A saúde reflete o isolamento. Pesquisa publicada em 2024 pela Johns Hopkins apontou prevalência vitalícia de abuso por parceiro íntimo de até 93% em alguns grupos imigrantes – mais que o dobro dos 41% registrados entre mulheres nascidas nos EUA. Entre as sobreviventes, 85% vivem abaixo de 200% da linha federal de pobreza, com taxas elevadas de transtorno de estresse pós-traumático, depressão e tentativas de suicídio agravadas pelo clima político atual.

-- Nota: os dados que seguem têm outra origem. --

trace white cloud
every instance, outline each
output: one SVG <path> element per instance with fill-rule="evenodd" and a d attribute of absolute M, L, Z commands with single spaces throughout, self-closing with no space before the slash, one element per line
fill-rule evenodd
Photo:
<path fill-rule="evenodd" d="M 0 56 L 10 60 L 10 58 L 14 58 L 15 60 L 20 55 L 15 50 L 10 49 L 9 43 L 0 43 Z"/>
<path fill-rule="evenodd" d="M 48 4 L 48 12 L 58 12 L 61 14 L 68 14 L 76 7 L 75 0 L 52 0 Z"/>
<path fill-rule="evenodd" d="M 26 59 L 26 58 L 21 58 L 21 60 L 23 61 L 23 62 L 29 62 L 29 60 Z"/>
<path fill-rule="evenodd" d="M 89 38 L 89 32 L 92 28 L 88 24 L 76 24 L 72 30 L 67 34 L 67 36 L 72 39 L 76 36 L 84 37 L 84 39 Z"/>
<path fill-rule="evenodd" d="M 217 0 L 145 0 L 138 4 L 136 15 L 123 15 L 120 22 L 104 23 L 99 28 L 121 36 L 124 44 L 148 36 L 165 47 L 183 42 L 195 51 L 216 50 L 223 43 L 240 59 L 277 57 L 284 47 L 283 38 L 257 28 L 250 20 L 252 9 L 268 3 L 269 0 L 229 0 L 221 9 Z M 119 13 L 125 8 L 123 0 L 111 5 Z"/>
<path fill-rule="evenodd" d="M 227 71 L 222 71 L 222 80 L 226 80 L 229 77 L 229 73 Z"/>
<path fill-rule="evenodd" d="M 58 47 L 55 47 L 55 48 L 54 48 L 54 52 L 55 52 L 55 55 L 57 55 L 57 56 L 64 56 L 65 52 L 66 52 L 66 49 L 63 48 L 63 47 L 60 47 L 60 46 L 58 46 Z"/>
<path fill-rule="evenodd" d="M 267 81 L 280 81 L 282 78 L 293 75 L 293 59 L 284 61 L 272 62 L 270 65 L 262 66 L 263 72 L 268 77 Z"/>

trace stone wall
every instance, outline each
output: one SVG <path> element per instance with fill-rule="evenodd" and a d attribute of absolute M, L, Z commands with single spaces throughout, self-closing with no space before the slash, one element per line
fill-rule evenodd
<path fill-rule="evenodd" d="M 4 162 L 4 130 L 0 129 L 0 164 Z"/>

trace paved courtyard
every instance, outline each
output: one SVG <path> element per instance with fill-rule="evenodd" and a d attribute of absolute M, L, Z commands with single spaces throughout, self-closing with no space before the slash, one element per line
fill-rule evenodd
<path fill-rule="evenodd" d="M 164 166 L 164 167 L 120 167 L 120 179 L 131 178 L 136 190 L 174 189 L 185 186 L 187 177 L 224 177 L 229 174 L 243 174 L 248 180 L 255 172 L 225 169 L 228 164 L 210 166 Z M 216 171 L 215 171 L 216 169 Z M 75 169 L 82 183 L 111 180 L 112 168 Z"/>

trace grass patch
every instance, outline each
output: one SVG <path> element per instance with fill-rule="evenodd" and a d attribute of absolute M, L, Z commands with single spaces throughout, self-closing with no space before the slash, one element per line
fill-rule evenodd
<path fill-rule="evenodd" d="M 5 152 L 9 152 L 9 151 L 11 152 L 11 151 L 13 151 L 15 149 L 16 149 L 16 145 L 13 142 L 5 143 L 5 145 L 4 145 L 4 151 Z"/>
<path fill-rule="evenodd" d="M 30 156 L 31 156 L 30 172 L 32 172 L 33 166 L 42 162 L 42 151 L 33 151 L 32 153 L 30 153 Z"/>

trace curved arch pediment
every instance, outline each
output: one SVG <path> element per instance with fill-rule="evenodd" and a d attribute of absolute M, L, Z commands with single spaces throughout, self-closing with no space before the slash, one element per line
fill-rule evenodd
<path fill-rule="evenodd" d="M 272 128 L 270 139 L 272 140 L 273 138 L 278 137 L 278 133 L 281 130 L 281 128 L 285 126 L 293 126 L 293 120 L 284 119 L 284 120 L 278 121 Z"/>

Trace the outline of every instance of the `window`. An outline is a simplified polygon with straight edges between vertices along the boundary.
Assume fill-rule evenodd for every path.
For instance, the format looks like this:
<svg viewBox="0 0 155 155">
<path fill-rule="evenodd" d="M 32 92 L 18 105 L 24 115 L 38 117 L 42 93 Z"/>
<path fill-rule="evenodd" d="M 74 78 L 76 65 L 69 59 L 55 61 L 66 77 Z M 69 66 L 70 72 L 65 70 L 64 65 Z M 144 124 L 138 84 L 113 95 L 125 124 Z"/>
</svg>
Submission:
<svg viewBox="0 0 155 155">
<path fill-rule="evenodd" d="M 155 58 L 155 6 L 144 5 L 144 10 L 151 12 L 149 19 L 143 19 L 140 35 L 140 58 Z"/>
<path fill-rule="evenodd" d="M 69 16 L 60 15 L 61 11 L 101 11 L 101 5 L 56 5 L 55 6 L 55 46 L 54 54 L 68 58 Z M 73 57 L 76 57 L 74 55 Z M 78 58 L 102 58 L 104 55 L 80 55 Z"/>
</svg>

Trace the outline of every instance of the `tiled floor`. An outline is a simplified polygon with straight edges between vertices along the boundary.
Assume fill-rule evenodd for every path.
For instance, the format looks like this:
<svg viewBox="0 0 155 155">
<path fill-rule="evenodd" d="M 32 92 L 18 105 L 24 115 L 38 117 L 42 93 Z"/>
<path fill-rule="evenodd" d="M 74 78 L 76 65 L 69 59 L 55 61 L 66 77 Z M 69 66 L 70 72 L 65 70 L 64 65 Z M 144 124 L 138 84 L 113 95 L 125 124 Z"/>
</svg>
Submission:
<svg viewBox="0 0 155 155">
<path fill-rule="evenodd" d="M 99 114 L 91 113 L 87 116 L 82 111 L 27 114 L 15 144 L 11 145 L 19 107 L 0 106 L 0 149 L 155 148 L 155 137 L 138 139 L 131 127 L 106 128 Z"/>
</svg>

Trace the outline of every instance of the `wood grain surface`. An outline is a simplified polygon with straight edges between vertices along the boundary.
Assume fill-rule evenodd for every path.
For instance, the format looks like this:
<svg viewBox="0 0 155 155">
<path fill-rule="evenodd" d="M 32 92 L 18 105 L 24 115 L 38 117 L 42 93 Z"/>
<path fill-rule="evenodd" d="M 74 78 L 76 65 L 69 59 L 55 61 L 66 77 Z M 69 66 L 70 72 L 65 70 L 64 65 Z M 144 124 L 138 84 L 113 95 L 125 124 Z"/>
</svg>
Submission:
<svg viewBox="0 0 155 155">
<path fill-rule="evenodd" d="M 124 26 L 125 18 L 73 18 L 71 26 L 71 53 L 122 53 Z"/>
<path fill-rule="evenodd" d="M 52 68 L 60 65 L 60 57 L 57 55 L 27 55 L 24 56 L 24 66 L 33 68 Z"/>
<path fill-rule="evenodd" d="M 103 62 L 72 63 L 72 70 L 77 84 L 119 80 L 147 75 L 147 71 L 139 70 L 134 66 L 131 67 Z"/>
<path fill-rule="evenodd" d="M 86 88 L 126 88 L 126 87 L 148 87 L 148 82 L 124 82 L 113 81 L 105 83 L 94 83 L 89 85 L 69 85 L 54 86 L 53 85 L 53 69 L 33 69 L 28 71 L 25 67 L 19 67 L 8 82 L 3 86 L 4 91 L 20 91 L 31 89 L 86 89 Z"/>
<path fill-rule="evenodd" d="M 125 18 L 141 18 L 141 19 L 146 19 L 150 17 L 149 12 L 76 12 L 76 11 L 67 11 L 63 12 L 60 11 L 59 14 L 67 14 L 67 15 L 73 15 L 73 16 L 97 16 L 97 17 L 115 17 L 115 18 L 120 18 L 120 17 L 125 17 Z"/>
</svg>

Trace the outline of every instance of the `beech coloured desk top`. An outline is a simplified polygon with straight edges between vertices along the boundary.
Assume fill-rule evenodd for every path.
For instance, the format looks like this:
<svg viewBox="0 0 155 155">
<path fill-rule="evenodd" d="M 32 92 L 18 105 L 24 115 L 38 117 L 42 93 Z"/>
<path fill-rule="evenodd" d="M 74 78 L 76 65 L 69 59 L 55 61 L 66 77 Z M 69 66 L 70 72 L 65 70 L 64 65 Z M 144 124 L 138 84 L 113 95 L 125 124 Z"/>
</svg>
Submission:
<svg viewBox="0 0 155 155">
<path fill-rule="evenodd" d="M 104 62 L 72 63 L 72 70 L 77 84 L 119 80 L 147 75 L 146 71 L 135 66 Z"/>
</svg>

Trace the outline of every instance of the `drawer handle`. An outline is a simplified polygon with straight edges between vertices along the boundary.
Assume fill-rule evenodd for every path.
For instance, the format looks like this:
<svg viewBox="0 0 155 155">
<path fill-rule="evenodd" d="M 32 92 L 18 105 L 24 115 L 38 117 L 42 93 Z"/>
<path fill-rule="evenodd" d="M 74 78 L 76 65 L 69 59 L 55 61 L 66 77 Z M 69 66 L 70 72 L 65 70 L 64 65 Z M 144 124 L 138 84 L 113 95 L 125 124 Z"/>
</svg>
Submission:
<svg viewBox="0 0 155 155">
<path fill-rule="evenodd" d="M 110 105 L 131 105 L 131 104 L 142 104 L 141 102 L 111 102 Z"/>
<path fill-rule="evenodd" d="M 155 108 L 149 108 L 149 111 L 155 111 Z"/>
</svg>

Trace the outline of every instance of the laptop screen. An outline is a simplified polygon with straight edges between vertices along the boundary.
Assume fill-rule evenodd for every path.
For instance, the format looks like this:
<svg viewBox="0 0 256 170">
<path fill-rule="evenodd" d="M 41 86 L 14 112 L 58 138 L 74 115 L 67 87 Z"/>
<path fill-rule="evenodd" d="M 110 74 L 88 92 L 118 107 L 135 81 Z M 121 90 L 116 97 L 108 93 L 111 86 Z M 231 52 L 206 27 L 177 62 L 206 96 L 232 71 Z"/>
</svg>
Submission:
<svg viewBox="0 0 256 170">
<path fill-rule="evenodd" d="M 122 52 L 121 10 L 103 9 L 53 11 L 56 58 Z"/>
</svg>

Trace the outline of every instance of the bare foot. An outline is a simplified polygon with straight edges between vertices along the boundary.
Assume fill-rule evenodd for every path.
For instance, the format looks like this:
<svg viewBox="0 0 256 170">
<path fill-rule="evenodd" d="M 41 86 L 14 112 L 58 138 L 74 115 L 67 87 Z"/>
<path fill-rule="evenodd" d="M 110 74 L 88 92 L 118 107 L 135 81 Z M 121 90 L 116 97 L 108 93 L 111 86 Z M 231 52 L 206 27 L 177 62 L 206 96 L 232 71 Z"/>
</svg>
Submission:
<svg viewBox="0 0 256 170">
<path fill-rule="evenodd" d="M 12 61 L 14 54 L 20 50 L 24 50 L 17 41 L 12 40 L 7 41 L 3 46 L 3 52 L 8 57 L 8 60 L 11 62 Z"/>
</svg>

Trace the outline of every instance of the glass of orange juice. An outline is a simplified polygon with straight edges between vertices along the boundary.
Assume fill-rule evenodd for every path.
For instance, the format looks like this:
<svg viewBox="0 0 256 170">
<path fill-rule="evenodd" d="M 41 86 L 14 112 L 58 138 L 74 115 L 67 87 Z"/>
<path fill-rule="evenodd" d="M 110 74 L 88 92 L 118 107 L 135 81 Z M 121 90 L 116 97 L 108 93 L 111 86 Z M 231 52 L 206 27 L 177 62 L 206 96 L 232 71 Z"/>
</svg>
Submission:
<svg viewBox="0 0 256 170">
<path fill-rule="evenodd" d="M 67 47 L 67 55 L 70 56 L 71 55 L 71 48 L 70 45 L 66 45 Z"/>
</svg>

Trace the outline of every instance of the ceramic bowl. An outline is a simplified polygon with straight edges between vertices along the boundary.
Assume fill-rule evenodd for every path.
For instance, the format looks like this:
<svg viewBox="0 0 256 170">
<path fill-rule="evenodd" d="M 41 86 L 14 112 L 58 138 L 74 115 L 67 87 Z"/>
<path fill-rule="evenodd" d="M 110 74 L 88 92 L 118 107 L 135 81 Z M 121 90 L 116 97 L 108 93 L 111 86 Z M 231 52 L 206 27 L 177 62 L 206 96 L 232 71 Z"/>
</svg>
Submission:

O impacto nas crianças é devastador. Estudos de 2024 e 2025 mostram que filhos de vítimas expostos à deportação parental apresentam pior saúde geral, problemas comportamentais, dificuldades acadêmicas e maior risco de TEPT, depressão e ideação suicida. A separação familiar causa estresse tóxico crônico, com crianças exibindo ansiedade, agressividade e isolamento social; um estudo com adolescentes cidadãos americanos de pais deportados registrou declínios significativos em desempenho escolar e bem-estar emocional, com efeitos de longo prazo em saúde mental e física. Ameaças de perda de custódia ou separação são usadas como controle pelos abusadores, ampliando o trauma intergeracional.
O acesso a serviços básicos desabou. Gestantes evitam pré-natal inteiro; bancos de alimentos registram ausência de famílias inteiras. Desde setembro, a exclusão de imigrantes sem autorização do programa federal Section 8 aumentou em 40% o risco de despejo entre as atendidas por organizações de apoio.
Os centros de acolhimento, por sua vez, triplicaram o volume de chamadas nos quatro meses após a posse do atual governo, mas operam com equipes reduzidas e cortes de verbas federais. Para localizar mulheres que se escondem, voltaram ao trabalho porta a porta: cabeleireiros, mercadinhos e igrejas comunitárias tornaram-se a única rede de alerta possível.
Para centenas de milhares de mulheres e suas crianças presas entre o agressor e o medo do Estado, o silêncio tornou-se a única estratégia de sobrevivência – ainda que temporária, com consequências geracionais.